Intel is also hit by shortages: no substrates for its processors
According to sources, Intel appealed to its key partners to tell it that it was also suffering from not having enough substrates available.
The announcement is months away, as Intel appears to still have substrates and the CPU allocations for Rocket Lake are still good, with prices close to MSRP, but that’s just the tip of the iceberg. Rocket Lake’s Q2 allocations will be affected by the shortage, with processors hit the hardest. Core i9, i7 and i5
The good thing about Intel is that it doesn’t have TSMC’s issues, since it manages supply and doesn’t have capacity issues, which Taiwanese have been facing for months with no apparent solution. Therefore, there will be a stock of Rocket Lake CPUs for the first quarter and start to increase in the second, with a possible impact in the middle of the year.
A great demand… without a great supply?
Intel was asked about these issues for putting white on black, and the statements were as follows:
As we said in the Financial Outlook and in the March 23 press release, demand for semiconductors and Intel products is very strong. We have expanded our capacity to meet this demand and as a result we plan to increase the annual CPU supply to our customers by two digits year after year compared to 2020. However, the unprecedented global demand for semiconductor components and substrates is a challenge for many industries, including our own.
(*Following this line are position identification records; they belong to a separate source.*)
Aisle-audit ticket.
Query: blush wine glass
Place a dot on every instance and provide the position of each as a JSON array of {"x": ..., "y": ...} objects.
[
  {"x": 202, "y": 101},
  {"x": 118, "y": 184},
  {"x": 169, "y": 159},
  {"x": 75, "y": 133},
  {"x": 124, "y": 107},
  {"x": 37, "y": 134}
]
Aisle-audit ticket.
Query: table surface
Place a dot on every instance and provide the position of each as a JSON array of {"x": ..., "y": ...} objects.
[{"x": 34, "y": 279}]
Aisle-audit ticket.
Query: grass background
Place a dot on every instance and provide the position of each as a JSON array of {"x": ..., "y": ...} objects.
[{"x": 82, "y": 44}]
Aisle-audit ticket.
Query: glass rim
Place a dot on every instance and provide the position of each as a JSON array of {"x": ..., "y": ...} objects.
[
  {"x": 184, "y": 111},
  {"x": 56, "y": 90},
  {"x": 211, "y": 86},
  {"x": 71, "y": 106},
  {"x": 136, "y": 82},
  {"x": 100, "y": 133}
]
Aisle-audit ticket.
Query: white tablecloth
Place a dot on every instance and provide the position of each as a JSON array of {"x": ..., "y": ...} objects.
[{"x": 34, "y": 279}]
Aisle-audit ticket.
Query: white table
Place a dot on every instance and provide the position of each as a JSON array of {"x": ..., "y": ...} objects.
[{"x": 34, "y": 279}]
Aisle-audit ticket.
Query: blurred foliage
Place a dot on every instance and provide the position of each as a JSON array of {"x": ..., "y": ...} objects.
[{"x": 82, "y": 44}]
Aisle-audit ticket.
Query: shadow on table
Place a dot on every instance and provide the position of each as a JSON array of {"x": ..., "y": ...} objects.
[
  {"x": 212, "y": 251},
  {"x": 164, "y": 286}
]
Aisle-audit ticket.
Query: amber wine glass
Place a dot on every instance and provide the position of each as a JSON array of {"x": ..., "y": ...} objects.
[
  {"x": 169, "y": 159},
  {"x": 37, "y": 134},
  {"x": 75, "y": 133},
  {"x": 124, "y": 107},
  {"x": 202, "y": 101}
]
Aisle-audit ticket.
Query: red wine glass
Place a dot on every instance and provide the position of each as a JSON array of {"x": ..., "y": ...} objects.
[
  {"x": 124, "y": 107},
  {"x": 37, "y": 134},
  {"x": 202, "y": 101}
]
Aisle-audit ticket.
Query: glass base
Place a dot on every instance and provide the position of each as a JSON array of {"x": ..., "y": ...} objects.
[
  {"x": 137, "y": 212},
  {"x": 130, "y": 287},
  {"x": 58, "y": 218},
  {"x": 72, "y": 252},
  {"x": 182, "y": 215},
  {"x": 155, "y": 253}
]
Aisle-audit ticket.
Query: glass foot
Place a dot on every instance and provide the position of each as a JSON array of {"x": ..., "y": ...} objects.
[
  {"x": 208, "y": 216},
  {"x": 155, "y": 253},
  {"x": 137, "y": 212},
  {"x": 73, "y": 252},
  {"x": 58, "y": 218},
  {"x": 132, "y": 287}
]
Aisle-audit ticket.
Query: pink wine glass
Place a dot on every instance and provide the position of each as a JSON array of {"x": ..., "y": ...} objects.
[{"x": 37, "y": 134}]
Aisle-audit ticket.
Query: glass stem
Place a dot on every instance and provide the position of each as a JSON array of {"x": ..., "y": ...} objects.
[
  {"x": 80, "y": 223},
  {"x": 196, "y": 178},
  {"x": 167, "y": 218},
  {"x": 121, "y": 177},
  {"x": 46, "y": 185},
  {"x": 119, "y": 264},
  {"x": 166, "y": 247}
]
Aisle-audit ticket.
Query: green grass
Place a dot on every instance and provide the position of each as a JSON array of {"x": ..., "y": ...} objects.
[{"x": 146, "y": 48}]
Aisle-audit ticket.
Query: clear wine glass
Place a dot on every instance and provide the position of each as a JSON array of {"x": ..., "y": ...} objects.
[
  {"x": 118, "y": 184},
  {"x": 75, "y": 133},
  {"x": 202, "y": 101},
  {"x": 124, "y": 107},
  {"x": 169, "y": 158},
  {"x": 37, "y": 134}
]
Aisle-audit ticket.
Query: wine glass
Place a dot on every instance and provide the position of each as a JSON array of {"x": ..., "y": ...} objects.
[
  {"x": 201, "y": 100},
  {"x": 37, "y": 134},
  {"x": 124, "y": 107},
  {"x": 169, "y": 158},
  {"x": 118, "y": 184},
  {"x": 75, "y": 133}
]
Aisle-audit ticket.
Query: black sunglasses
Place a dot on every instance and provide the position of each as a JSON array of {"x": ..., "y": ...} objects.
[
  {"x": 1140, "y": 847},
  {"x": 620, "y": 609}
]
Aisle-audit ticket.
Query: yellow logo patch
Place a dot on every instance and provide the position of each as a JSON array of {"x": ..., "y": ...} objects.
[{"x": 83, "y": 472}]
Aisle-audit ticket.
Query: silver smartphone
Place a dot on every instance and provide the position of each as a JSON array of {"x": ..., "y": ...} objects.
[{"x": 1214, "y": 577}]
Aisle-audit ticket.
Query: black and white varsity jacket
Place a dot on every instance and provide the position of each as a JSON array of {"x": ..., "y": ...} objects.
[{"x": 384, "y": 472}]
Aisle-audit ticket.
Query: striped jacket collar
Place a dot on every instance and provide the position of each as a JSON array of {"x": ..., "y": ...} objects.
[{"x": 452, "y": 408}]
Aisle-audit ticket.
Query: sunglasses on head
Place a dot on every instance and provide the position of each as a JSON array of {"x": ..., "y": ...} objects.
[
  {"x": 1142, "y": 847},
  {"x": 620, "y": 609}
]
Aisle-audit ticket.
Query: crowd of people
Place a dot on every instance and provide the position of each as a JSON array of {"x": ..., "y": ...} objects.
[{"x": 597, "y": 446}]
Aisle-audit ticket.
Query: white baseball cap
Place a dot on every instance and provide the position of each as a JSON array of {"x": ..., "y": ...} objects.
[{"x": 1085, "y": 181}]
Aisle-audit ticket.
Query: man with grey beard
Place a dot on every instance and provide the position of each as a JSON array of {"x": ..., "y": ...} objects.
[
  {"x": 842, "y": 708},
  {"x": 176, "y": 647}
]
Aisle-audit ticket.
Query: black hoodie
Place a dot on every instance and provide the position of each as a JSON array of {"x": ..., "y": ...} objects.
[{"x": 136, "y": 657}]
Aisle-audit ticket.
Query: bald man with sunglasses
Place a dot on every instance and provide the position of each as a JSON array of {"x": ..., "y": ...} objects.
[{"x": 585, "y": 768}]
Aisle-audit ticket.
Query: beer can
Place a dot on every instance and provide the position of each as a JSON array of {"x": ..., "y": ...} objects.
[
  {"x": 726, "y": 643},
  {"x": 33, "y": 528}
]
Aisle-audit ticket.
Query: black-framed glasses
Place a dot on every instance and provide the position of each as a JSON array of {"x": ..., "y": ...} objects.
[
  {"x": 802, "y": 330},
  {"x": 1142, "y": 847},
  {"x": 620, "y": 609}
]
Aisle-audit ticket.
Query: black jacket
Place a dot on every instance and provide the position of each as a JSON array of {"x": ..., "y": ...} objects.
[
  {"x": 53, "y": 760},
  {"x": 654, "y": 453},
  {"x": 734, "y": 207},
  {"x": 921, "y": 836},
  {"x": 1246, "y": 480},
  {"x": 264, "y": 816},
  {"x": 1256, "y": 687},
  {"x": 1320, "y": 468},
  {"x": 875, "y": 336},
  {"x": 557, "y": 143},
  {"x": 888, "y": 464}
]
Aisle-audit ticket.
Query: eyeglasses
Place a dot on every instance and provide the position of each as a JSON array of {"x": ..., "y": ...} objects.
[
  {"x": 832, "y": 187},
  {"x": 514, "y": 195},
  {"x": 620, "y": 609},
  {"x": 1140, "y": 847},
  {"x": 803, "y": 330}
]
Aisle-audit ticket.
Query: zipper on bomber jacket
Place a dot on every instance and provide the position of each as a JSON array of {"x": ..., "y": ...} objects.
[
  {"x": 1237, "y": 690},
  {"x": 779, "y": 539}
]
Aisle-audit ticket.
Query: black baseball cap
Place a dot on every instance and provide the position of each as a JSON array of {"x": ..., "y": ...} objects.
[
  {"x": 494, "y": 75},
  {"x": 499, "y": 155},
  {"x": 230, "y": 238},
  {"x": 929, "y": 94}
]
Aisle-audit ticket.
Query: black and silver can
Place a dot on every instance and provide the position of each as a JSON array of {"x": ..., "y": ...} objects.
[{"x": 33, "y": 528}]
We are actively working with our supply chain partners to increase the availability of third-party materials and components to further improve the production of our processors and also support the wider PC ecosystem. We remain focused on supporting our customers and will continue to work to increase the offer to meet the needs of our customers.
As if that wasn’t enough, Shin-Etsu and Global Waters they work 100% for 300mm wafers, which means there is no possibility to increase the supply, so regardless of Intel’s burn capacity, no wafers, there is no there are no chips. So there is little that Intel and TSMC can do to create more chips and it all comes down to waiting for supply and demand to stabilize, something complicated given the cryptocurrency and crypto industry. servers.